Uma moeda estável em um país instável
Por André Araújo
A implantação do Plano Real foi realizada por economistas ideológicos fundamentalistas neoliberais, mas com sólida formação e bom nível profissional. Escrevi dois livros, A ESCOLA DO RIO e MOEDA E PROSPERIDADE, de crítica a essa ideologia então aplicada ao Brasil, raiz de nossos males de hoje pelas distorções que instalou ao trocar de moeda sem corrigir os desequilíbrios que causavam a inflação.
A inflação é a febre e não a doença, trocou-se de moeda sem curar a infecção. Mas devo respeitar o gabarito intelectual de Gustavo Franco, Edmar Bacha, André Lara Resende, Pérsio Arida e outros da equipe do Real, tinham uma política e a puseram de pé.
Hoje, o mesmo fundamentalismo neoliberal, fora de moda em todo o mundo civilizado, está sendo aplicado a frio no Brasil por cérebros de muito menor calibre e que levarão o País a uma crise social e política no limiar de uma guerra civil.
Prévias dessa situação estão sendo demonstradas em tempo real nos assassinatos e saques em Vitória, capital de um Estado-vitrine do "ajuste fiscal". Essa crise em um Estado que executou minuciosamente a cartilha ortodoxa está chocando os ideólogos do "ajustismo" que não conseguem entender como não deram certo suas políticas que deveriam levar ao paraíso econômico de quem faz tudo certinho.
A entrevista de Miriam Leitão com um exaltado governador Paulo Hartung é muito reveladora. Entrevistado e entrevistadora estão ambos aparvalhados, "como assim não deu certo?" O governador, na falta de outros argumentos, coloca a culpa nos policiais militares, suas esposas e filhos.

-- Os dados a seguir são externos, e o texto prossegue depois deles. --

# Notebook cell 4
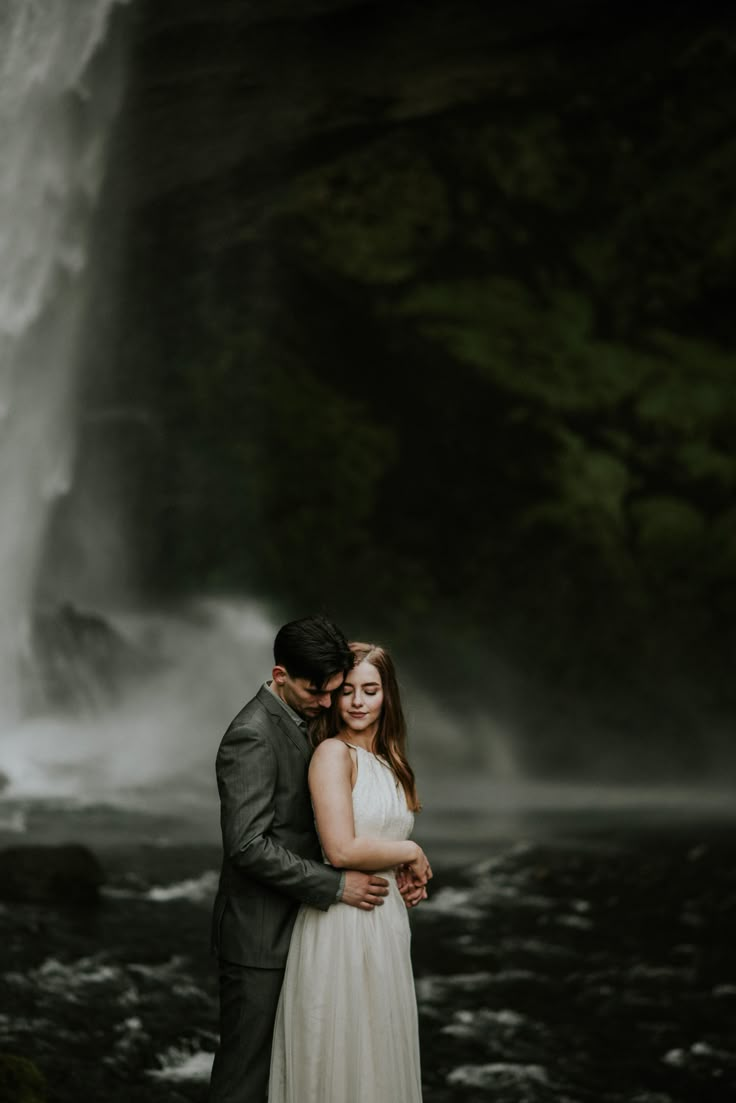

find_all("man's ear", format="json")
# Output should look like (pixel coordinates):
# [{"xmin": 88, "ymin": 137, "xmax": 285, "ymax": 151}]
[{"xmin": 272, "ymin": 665, "xmax": 288, "ymax": 685}]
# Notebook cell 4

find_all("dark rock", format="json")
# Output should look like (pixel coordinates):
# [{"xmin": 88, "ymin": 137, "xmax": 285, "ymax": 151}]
[
  {"xmin": 26, "ymin": 603, "xmax": 156, "ymax": 714},
  {"xmin": 0, "ymin": 1054, "xmax": 46, "ymax": 1103},
  {"xmin": 0, "ymin": 845, "xmax": 104, "ymax": 906}
]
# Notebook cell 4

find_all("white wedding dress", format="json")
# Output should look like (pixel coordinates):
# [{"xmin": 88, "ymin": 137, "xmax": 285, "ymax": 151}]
[{"xmin": 268, "ymin": 743, "xmax": 423, "ymax": 1102}]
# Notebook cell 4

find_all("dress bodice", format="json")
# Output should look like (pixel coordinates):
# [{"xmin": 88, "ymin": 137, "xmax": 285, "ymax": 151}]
[{"xmin": 347, "ymin": 743, "xmax": 414, "ymax": 843}]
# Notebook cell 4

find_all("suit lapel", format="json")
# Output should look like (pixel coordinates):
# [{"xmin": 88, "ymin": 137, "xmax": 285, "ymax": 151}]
[{"xmin": 257, "ymin": 685, "xmax": 311, "ymax": 764}]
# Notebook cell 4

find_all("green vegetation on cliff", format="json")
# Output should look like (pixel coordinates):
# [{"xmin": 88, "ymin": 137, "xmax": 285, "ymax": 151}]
[{"xmin": 94, "ymin": 0, "xmax": 736, "ymax": 772}]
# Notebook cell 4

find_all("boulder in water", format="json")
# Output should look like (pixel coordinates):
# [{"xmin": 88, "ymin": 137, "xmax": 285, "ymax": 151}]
[{"xmin": 0, "ymin": 844, "xmax": 103, "ymax": 905}]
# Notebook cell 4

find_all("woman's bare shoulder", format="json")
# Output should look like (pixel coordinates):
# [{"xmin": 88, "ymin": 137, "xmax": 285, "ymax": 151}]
[
  {"xmin": 312, "ymin": 737, "xmax": 352, "ymax": 761},
  {"xmin": 311, "ymin": 739, "xmax": 357, "ymax": 776},
  {"xmin": 310, "ymin": 738, "xmax": 357, "ymax": 795}
]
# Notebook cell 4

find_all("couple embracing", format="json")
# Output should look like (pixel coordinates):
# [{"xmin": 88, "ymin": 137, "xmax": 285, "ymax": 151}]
[{"xmin": 208, "ymin": 615, "xmax": 432, "ymax": 1103}]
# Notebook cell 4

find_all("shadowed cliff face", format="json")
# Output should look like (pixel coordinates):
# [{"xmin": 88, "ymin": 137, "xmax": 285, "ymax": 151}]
[{"xmin": 71, "ymin": 0, "xmax": 736, "ymax": 776}]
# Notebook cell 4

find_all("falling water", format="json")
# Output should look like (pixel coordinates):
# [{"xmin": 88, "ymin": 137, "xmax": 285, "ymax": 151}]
[
  {"xmin": 0, "ymin": 0, "xmax": 127, "ymax": 723},
  {"xmin": 0, "ymin": 0, "xmax": 522, "ymax": 812}
]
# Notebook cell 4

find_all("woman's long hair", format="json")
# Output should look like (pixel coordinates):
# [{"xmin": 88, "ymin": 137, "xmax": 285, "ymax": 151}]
[{"xmin": 312, "ymin": 642, "xmax": 421, "ymax": 812}]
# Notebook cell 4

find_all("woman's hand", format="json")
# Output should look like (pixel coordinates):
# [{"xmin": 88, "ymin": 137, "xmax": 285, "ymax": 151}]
[
  {"xmin": 396, "ymin": 860, "xmax": 430, "ymax": 908},
  {"xmin": 405, "ymin": 844, "xmax": 432, "ymax": 885},
  {"xmin": 397, "ymin": 865, "xmax": 429, "ymax": 908}
]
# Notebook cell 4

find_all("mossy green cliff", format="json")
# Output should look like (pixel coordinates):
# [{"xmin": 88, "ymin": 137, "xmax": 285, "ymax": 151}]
[{"xmin": 71, "ymin": 0, "xmax": 736, "ymax": 774}]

Miriam parece concordar, ela é a "musa do ajuste", espécie de Rosa de Tokyo que prega pelas ondas hertzianas as maravilhas das políticas fundamentalistas. Aliás, o Sistema Globo está exagerando nos elogios a Meirelles por causa de milímetros de redução em um dos índices de inflação, apresentando essa mera estatística como uma extraordinária vitória que salva a economia brasileira.
Como um coro de música sacra, os jornalistas da Globo rasgam loas a esse mítico feito, que não tem a mínima importância dentro da mega recessão, é um grão de areia no tamanho da crise, não vai gerar um emprego de gari, querendo fazer o espectador crer que isso demonstra o acerto da política econômica.
Dony di Nuccio disse, sem ruborizar, que "agora o Banco Central mostrou que valeu a pena ser conservador", como se essa mera planilha gráfica tivesse efeitos sobre o preço da comida nos supermercados, que em nada refrescaram a vida dos pobres e muito menos dos desempregados, é uma inflação teórica reduzida em milímetros, nem toca na conta do pão.
No programa PAINEL da Globonews de ontem, 11 de fevereiro, três economistas de vitrine - escrevem em jornais importantes -, José Roberto Mendonça de Barros, Zeina Latif e Alexandre Schwartsman, ao fim de uma hora de narrativas concluíram que a recessão ainda vai durar muito, há tênues sinais, segundo eles, para algum alívio no desemprego, e não tiraram nenhuma conclusão sólida sobre de onde virá o crescimento, se é que haverá.
O problema é que NÃO há nenhuma comprovação teórica ou empírica de que inflação muito baixa incentive o crescimento. Não há na história econômica essa correlação. O Japão tem inflação zero ou negativa, abundância de poupança e a economia não cresce.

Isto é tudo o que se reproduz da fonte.